Ski resort in Ontario, Canada

Mansfield Ski Club is a private club located in Mulmur, Ontario, Canada, about 100 kilometres northwest of Toronto.

It features 18 groomed runs serviced by 6 lifts. The club offers "Snow School" instructors as well as competitive race programs coaching.

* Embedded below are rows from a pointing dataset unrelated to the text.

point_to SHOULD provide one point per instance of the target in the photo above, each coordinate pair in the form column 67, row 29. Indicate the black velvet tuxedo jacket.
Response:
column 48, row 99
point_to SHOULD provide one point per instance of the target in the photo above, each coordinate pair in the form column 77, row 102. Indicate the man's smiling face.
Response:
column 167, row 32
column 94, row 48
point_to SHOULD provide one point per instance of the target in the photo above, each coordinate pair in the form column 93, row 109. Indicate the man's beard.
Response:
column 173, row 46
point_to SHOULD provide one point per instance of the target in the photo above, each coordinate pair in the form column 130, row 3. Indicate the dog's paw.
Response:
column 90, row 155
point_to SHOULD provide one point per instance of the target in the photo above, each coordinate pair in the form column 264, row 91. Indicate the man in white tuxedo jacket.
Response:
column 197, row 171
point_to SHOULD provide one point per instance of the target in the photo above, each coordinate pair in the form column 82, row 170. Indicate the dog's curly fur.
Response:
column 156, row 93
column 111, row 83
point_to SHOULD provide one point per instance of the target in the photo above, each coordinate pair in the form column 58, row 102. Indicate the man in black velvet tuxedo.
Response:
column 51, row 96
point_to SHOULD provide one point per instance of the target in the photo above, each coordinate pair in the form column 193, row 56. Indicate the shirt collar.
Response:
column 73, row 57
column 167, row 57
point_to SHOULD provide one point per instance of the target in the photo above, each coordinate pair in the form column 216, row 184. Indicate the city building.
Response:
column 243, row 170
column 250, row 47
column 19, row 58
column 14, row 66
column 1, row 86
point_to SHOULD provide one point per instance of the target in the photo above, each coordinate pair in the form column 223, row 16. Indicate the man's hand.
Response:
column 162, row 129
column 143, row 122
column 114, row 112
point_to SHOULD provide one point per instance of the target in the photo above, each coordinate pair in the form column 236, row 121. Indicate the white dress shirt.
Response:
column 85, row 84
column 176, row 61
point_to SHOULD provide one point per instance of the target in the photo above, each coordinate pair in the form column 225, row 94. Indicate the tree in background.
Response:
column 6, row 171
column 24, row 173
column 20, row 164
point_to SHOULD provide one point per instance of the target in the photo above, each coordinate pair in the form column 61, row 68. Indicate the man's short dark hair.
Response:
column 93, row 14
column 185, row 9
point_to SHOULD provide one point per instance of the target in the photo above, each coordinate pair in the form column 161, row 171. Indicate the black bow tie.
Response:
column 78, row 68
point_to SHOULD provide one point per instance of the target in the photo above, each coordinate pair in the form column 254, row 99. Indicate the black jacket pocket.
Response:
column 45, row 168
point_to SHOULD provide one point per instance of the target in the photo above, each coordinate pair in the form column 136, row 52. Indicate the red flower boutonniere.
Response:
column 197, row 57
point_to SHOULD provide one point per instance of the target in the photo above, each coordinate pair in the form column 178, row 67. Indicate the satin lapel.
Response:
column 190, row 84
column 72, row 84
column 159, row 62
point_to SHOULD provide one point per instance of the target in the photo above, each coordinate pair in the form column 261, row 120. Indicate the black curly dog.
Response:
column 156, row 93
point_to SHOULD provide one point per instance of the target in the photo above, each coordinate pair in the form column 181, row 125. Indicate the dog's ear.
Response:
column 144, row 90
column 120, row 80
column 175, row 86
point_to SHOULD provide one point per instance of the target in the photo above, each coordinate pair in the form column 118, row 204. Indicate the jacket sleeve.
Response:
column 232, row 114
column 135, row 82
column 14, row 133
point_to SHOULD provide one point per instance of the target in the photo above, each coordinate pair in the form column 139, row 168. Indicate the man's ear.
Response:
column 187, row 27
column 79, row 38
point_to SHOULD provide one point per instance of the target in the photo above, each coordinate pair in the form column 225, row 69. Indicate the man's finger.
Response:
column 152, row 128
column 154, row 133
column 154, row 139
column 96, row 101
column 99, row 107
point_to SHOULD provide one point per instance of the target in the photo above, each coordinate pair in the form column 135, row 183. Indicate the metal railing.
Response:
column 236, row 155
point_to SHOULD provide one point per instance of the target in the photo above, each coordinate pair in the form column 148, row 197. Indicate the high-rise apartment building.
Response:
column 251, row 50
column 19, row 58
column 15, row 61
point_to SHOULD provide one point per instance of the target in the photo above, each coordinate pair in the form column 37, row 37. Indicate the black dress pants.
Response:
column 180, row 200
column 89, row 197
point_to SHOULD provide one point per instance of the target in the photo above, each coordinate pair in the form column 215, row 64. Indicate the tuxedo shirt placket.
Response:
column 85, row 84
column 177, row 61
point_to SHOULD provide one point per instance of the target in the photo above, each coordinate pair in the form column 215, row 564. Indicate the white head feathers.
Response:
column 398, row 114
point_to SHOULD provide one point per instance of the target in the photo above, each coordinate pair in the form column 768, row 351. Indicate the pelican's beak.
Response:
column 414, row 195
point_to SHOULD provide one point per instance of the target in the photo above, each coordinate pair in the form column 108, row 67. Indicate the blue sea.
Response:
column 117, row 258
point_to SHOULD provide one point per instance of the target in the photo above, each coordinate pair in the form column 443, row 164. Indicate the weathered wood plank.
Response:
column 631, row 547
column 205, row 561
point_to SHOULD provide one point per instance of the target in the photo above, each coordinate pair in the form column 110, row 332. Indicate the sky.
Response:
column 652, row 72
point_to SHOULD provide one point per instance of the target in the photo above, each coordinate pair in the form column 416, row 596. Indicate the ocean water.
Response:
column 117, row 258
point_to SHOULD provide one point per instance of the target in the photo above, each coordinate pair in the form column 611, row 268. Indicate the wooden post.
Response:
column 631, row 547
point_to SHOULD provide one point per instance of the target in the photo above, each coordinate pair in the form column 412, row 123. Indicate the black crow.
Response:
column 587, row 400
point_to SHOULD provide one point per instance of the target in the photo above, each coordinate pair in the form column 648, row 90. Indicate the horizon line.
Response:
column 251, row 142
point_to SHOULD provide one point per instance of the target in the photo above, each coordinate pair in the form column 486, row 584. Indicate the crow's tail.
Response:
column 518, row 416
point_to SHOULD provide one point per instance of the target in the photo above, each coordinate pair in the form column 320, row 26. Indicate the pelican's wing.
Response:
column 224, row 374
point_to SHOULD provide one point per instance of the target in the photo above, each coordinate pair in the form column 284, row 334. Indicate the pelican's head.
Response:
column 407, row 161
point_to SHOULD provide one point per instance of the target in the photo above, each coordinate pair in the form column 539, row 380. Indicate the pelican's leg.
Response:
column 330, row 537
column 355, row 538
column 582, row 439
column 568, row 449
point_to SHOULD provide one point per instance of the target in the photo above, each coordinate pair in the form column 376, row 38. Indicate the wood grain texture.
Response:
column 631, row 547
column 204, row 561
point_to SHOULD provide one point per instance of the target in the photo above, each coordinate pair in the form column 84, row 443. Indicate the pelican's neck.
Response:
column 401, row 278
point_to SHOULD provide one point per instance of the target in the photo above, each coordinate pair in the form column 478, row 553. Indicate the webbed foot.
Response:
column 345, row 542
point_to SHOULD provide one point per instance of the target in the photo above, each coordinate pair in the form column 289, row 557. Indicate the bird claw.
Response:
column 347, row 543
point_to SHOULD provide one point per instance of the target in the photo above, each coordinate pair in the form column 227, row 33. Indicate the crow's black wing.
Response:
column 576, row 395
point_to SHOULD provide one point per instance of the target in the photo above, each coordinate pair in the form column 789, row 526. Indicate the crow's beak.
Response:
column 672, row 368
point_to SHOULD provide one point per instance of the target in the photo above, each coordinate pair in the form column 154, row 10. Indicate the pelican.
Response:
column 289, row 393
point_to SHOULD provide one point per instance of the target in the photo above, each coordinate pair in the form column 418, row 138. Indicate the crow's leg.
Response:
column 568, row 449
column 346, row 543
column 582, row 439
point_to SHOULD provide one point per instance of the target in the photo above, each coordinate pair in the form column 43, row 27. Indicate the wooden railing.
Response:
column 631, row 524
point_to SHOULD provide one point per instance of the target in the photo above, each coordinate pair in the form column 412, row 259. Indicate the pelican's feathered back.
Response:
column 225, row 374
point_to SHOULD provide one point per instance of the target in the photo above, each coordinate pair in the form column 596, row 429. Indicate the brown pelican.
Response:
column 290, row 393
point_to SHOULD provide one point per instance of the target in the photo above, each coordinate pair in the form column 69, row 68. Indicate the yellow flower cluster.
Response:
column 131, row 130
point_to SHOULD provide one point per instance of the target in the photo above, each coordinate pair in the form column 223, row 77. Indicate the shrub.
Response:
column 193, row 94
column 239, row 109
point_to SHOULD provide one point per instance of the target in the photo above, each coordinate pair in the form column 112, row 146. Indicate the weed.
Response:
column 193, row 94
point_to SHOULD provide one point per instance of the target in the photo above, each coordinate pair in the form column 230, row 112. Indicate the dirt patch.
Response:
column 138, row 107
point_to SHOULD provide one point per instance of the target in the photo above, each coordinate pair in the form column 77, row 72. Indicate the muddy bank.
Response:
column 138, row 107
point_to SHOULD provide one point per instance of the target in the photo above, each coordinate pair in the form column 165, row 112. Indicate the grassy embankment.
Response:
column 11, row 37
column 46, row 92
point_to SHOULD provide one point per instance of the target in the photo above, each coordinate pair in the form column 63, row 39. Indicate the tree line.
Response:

The club also includes four food and beverage stations, an onsite daycare, a fully equipped rental shop offering tuning/repair services, yoga classes, snowshoe trails, and reciprocal access to over 13 private clubs located across the Greater Toronto Area.

== Runs ==
- Easy Does It (green)
- Awesome (green)
- Chalet Run (green)
- Hemlock (green)
- Shortcut (blue)
- Gilly's (blue)
- Hector's Hill (blue)
- Javelin (blue)
- Boomerang (blue)
- Glades (black)
- Low's Run (blue)
- Big Tree (black)
- Devil's Staircase (black)
- Breenger (black)
- Mouse Trap (black)
- Sully's Dream (black)
- Auction (black)
- Outer Limits (black)

== Fees ==

In 2021, the CBC News reported that membership in the Mansfield Ski Club costs $15,000 per family to start, with annual dues ranging between $8,000 to $10,000 per year for a family of four thereafter.